Antiderivative

Quote:

Originally Posted by vlodge

What is the antiderivative of (ln n)^2/n^2? Any help would be greatly appreciated. Thanks.

You need to use integration by parts.

I.e. $\int{u\,dv} = u\,v - \int{v\,du}$ .

Let $u = (\ln{n})^2$ so that $du = \frac{2\ln{n}}{n}$ .

Let $dv = \frac{1}{n^2}$ so $v = -\frac{1}{n}$ .

Therefore $\int{\frac{(\ln{n})^2}{n^2}\,dn} = -\frac{(\ln{n})^2}{n} - \int{-\frac{2\ln{n}}{n^2}\,dn}$

$= -\frac{(\ln{n})^2}{n} +2 \int{\frac{\ln{n}}{n^2}\,dn}$ .

Now you'll need to use integration by parts again.

Let $u = \ln{n}$ so that $du = \frac{1}{n}$ .

Let $dv = \frac{1}{n^2}$ so that $v = -\frac{1}{n}$ .
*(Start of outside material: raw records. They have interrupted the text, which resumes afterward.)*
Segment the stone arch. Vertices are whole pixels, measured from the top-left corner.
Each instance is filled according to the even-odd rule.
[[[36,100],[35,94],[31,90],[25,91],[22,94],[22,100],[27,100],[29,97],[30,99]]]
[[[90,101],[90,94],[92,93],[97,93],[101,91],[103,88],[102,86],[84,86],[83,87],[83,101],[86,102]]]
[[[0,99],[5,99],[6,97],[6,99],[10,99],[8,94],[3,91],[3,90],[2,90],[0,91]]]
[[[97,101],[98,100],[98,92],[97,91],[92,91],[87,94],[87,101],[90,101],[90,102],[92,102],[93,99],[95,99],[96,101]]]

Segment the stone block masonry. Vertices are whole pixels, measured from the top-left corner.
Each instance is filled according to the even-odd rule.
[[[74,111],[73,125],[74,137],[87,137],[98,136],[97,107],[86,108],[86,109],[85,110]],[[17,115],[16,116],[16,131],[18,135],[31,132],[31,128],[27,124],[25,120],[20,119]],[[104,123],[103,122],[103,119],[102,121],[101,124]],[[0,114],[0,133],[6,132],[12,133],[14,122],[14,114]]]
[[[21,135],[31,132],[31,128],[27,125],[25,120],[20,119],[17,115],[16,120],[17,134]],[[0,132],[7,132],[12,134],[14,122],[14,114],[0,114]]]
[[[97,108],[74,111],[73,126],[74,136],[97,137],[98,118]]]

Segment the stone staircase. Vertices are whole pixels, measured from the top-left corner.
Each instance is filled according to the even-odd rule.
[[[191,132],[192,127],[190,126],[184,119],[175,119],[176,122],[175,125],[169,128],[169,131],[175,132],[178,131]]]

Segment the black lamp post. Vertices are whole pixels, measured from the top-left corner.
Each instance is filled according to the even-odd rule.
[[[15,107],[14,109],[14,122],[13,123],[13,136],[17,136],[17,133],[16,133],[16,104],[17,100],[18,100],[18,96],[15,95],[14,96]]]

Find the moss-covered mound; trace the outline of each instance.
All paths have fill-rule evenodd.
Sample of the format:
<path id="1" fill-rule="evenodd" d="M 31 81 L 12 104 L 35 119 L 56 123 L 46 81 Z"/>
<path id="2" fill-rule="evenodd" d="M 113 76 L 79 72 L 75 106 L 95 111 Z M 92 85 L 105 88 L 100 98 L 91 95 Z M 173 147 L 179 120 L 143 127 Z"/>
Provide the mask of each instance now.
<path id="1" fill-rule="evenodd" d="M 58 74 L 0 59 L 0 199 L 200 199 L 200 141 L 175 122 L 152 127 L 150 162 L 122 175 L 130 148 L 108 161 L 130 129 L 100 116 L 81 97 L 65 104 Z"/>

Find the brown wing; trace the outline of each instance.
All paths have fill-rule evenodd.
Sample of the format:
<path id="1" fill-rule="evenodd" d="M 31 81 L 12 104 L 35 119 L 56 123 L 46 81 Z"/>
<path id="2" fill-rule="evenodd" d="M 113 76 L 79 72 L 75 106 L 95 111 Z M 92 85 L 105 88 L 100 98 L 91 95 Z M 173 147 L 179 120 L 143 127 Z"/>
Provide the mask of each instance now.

So $\int{\frac{(\ln{n})^2}{n^2}\,dn} = -\frac{(\ln{n})^2}{n} +2 \int{\frac{\ln{n}}{n^2}\,dn}$

$= -\frac{(\ln{n})^2}{n} + 2\left(-\frac{\ln{n}}{n} - \int{-\frac{1}{n^2}\,dn}\right)$

$= -\frac{(\ln{n})^2}{n} - \frac{2\ln{n}}{n} + 2\int{\frac{1}{n^2}\,dn}$

$= -\frac{(\ln{n})^2}{n} - \frac{2\ln{n}}{n} - \frac{2}{n} + C$